Rods come in various lengths from about 7-10 feet and weights (a measurement of how heavy of line they can handle on a scale of 1 being the lightest up to 10 or so). To get started, an 8 or 9 foot, #5 or #6 weight rod is a good choice for an all-around rod. If you will be fishing mostly smaller waters where longer casts are usually not needed, you might try a 71/2 to 8 foot rod. Shorter rods tend to be less intimidating and a little easier to handle.
The line weight is recommended to match the rod weight - but then you have the decision of what type of fly line. Floating lines are encouraged for a fly angler's first outfit. Floating fly lines (compared to sinking lines) allow the angler to easily lift the line off the water to make casts. Nymphs, streamers and other wet flies, along with dry flies, can be fished with sinking lines. Weighted flies will usually pull the leader far enough under the surface to get to where the fish are feeding. If you need more weight, small split shot can be attached about eight inches above your leader. A weight-forward line assists casting by taking less line to accommodate the action of the rod. Double taper lines can come in handy because when one end gets worn, you can swap it around and use the other end which as the name alludes to, also has a taper. That all gives you a little background on the equipment, but if you get a good starter combo as we suggest, it'll come with the correct balanced components.

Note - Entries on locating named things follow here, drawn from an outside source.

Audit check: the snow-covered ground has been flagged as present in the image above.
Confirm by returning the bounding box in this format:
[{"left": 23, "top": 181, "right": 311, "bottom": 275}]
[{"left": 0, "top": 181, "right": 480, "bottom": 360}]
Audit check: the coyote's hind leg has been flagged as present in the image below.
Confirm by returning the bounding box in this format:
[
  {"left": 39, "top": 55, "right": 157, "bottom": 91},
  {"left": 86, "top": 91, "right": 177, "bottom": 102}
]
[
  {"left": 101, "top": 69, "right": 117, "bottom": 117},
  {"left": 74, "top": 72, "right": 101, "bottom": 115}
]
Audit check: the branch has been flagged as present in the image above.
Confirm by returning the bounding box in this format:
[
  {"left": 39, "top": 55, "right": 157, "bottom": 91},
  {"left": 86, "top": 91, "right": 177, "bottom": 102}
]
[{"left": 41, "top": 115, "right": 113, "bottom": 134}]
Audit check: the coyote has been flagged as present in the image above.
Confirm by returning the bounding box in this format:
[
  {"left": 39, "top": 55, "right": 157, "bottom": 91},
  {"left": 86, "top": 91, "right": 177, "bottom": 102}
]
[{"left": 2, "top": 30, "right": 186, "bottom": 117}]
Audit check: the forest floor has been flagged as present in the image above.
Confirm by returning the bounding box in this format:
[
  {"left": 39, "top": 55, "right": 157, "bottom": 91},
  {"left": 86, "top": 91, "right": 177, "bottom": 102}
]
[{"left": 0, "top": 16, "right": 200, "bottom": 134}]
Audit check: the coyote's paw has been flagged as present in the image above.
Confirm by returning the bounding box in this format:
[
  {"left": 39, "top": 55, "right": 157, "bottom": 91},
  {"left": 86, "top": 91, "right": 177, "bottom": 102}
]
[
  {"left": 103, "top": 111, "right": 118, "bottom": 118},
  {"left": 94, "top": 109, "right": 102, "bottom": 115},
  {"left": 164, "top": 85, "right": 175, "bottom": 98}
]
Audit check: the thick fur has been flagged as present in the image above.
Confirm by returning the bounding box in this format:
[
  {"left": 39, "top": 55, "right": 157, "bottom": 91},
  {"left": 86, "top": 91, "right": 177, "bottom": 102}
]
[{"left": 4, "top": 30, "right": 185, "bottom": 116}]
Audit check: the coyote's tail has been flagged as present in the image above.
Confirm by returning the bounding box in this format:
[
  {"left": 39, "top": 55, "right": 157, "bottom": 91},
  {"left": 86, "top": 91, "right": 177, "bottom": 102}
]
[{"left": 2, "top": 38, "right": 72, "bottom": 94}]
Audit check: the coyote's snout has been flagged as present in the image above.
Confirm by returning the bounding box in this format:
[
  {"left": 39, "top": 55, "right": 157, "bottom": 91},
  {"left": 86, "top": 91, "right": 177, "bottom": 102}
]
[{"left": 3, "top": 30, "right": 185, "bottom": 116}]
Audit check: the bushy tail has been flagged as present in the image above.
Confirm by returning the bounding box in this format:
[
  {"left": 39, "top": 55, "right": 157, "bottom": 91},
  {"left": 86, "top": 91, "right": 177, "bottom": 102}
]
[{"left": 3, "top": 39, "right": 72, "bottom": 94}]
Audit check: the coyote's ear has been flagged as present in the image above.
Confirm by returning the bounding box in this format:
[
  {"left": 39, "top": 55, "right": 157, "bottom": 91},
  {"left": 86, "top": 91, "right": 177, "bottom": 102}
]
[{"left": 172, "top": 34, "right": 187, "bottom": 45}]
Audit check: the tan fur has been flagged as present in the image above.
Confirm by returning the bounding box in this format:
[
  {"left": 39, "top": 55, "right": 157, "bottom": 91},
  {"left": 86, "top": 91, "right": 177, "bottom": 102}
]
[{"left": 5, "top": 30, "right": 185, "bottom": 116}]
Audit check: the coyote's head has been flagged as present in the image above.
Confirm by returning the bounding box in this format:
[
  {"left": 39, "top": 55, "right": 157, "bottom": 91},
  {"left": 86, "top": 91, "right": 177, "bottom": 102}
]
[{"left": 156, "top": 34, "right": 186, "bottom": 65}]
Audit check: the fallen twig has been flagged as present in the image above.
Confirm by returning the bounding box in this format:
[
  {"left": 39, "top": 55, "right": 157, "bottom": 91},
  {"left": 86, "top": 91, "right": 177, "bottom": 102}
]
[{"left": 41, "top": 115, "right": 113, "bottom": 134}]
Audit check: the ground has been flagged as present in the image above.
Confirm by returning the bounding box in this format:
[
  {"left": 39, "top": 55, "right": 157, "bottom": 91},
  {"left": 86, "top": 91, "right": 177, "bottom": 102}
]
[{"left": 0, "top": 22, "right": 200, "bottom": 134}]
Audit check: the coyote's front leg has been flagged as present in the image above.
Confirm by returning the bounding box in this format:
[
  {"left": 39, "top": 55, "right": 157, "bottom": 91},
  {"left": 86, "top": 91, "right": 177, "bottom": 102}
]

So, you've got it in hand and it sure looks cool, but how do you use it? The best way to learn is from some one-on-one instruction. Fly anglers tend to be somewhat passionate about their hobby and often willing to serve as an instructor. If you don't know one personally, you might check with the local chapter of Trout Unlimited or parks and recreation department. Those entities sometimes offer classes. Check with local fly shops or outdoor stores, too.
Now, if you're a woman or a teenager, you can get a good fly fishing introduction, as well as a bunch of other outdoor activities, from a couple Game and Fish sponsored camps near Dubois. The Becoming an Outdoors-Woman workshop will be June 20-22 and applications need to be received by April 15. The youth camp is Aug. 3-8 and applications are due May 31. Contact the Game and Fish for more details.
And of course you can be self-taught, which also has better "equipment" than when I started. Some excellent books and compact discs are on the market to help. As with any activity, the more you practice, the better you become. Have fun.